Laying the foundations for buildings to stay cool in extreme heat.

Impact at a glance:

  • Measured excessively hot summer conditions in UK hospitals from 2007–19 and developed proposals to boost resilience in hot summers.  
  • Adaptation solutions were designed for 248 National Health Service (NHS) England Acute Hospitals (12.4 million m2).
  • Methodology was extended to China, covering 9 billion m2 of building stock with a population of 550 million people. 
  • Developed the NHS Energy Efficiency Fund (EEF) to mitigate climate change effects by improving energy efficiency across the NHS estate.  
  • Redrafted the primary NHS guidance on energy efficiency, promoting EEF findings and advocating refurbishment as often the superior option to newbuild.

 

“We’re paying you to think the unthinkable.” It was 2008 and Alan Short, Professor of Architecture at the University of Cambridge was meeting with the Director of Estates and Facilities of the Department of Health.

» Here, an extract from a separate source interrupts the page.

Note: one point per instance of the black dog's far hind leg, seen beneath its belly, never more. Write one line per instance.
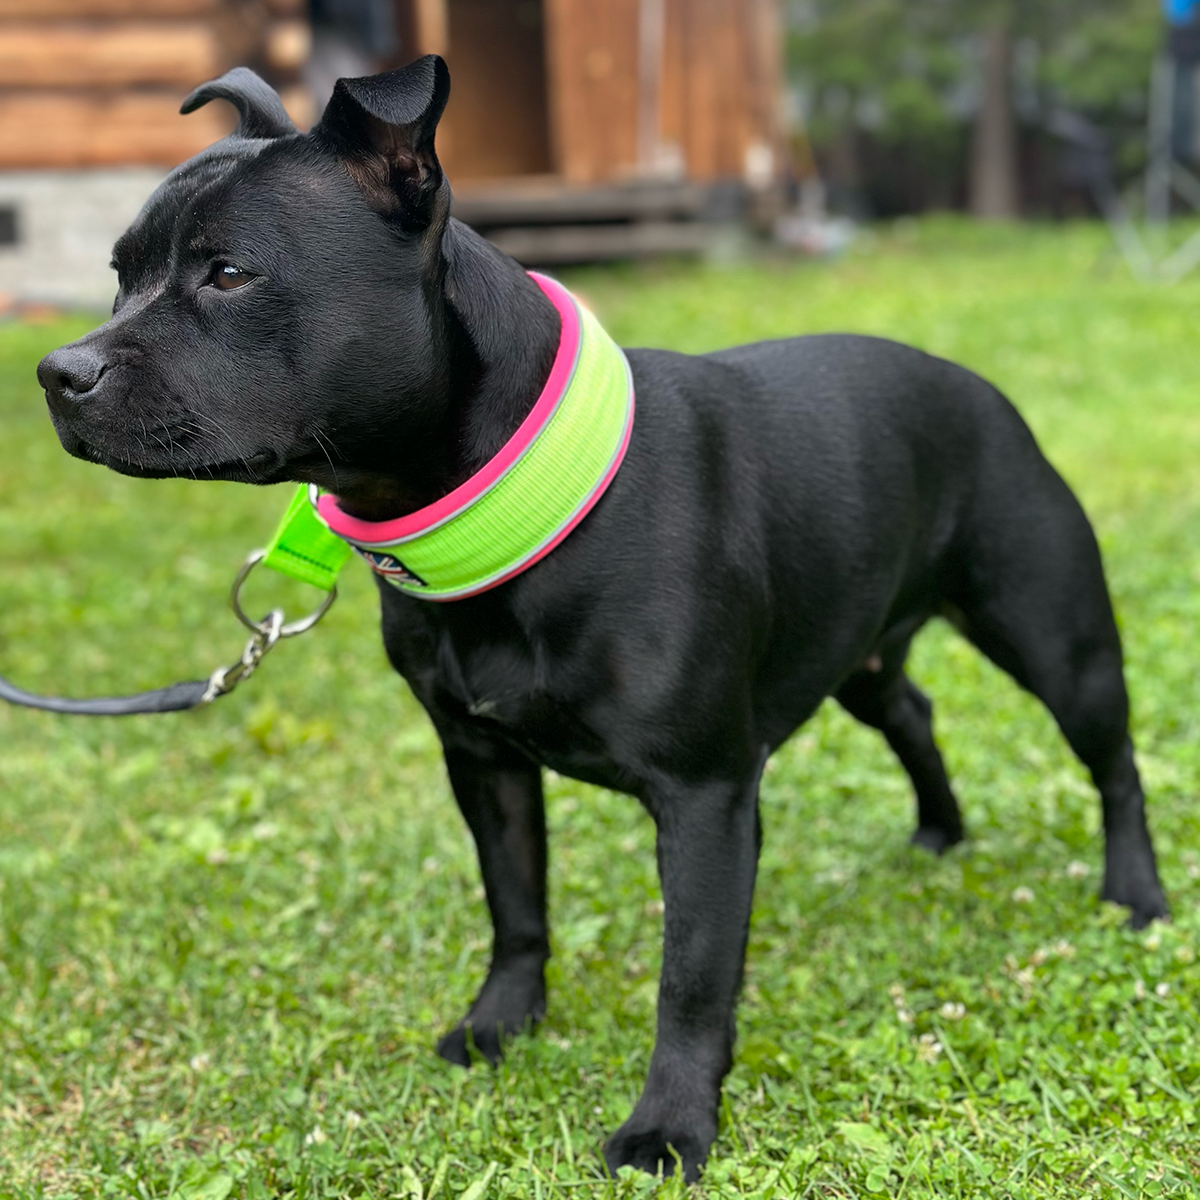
(887, 700)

“I’d been tasked with designing a hospital that could self-regulate its temperature,” recalls Alan Short. “On the whole, architecture practices tend to steer clear of hospitals as they’re thought to be incredibly complex and technically demanding. Innovation is dangerous because you’re risking people’s lives.”  But the reality was that lives were already at risk. “Sadly, mortality increases with hot weather both at home and in hospitals – the very elderly and very young patients with compromised health are particularly vulnerable,” says Short. “One of the biggest problems of climate change is infrastructure like hospitals haven’t been built to cope with the temperatures we are experiencing. This tragedy of in-hospital deaths from heat will only increase if preventative measures are not put in place.”

“The architectural fashion for the last 70 years or so has been to make very lightweight glassy buildings,” explains Short. “They are the worst possible kind of building for a warming climate.”
Conventional air conditioning which, explains Short, “eats about three times as much energy as heating,” perpetuates the very problem our warming world is up against. The answer he says is to “think about configuring buildings in a fundamentally different way.”

Short has been interested in environmental architecture since he was a student and went on to design a number of self-regulating buildings, including the University Library in Coventry. “The building was completely naturally ventilated and cooled. The design was very simple but worked a real treat. It was fantastically successful at temperature regulation.”

 

"The chief architect of the Department of Health phoned me up and asked: “Could you make a hospital like that?” I said, “I don’t see why not." Professor Alan Short, Department of Architecture

 

Short drew up designs for a self-regulating hospital and went on to be appointed, along with collaborators at Loughborough University, the Open University and the Cambridge Engineering Design Centre (EDC), to assess the NHS’s vast estate and make recommendations to increase its resilience to the changing climate, reduce carbon emissions and improve comfort.

The research project was known as the Design and Delivery of Robust Hospital Environments in a Changing Climate (DeDeRHECC) and would span more than a decade – running from 2007 to 2019 – resulting in a set of proposals to boost resilience in hot summers.